Вот тут-то и подходим мы к реальному выбору, который встал перед ними после пятого года, когда с одной стороны, стало совер­шенно ясно, что одной лишь политической революцией дело в России не ограничится, а с другой, что никакой Столыпин не русский Бисмарк. Хотя бы потому, что не оказалось в его реформах той внеш­неполитической компоненты, которую Бисмарк как раз и ставил во главу угла своей стратегии. Короче говоря, ситуация национал-либе­ралов после 1905-го была в известном смысле неотличима от той, в которой оказалось второе поколение славянофилов после Великой реформы.

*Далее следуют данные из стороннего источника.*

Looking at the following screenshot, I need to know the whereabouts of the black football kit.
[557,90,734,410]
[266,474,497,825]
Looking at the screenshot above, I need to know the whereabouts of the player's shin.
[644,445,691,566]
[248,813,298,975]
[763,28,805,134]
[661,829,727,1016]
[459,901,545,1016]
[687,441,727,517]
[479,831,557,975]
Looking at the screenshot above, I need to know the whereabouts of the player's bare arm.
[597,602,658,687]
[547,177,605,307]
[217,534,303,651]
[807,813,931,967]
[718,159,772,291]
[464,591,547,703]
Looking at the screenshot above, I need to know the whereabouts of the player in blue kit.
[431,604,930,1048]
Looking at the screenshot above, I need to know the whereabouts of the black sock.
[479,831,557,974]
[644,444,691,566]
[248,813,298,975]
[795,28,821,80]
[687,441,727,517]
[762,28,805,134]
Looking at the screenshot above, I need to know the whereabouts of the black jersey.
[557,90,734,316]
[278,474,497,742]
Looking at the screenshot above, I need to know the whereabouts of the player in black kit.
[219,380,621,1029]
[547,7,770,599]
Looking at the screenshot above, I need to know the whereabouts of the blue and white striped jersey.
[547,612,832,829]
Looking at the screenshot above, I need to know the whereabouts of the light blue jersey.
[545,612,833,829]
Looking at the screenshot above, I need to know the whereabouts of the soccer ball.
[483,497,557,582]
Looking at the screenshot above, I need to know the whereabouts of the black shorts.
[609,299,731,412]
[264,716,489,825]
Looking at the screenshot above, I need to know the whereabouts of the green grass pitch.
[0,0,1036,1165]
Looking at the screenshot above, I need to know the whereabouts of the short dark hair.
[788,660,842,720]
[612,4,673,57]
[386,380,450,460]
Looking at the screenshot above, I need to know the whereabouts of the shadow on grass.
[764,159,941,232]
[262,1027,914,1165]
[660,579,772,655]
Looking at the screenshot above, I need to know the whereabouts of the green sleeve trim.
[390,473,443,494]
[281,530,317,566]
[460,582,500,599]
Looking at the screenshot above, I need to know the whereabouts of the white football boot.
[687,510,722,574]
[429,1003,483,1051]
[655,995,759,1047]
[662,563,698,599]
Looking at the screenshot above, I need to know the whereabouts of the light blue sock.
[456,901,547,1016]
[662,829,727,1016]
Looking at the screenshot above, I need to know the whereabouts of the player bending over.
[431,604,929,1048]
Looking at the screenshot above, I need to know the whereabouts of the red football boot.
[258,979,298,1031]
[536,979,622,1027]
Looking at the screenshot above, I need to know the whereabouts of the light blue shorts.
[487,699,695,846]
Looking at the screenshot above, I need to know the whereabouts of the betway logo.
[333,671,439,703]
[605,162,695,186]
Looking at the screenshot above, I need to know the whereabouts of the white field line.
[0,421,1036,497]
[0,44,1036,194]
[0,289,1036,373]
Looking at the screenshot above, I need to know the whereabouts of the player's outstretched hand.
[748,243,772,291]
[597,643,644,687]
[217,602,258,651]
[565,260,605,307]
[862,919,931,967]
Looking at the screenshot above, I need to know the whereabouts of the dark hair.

Тогда тоже ведь в стране, с одной стороны, назревала гражданская война, а с другой, внешняя политика князя Горчакова, т.е. реванш любой ценой, пусть хоть ценою дружбы с Турцией, пред­ставлялась славянофилам безнравственной и отвратительной.Читатель помнит, надеюсь, что сделали тогда славянофилы. Они попытались переключить энергию бунтующей молодежи в русло борьбы за освобождение угнетенных братьев-славян и развернули агрессивную кампанию за Балканскую войну. Им казалось, что одним ударом решит такая стратегия все их проблемы. Во-первых, вновь обретут они благодаря ей свое место в стремительно меняв­шемся политическом спектре; во-вторых, преодолеют в собственных рядах разочарование провалом своей традиционной внутриполити­ческой стратегии. И, в-третьих, наконец, погасят пламя политических страстей в обществе волной патриотической истерии. В этом смысле совпадение полнее. Ничего хорошего, впрочем, тогда из этого славя­нофильского маневра не получилось. Кончилось все, как помнит читатель, предательством Бисмарка, позорным Берлинским миром и убийством царя.Проблема лишь в том, что, в отличие от вырождающихся славя­нофилов, скомпрометированных своим эпохальным поражением 1870-х, у национал-либералов начала XX века реальный выбор был. Они ведь могли встать и на сторону альтернативного плана Витте- Розена, предложив таким образом стране внешнеполитический эквивалент столыпинской реформы. Тем более могли национал- либералы встать на позицию Витте, что в этом случае на их стороне были бы после русско-японской войны и генеральный штаб, и вообще все военные профессионалы, работавшие над оборонной стратегией России.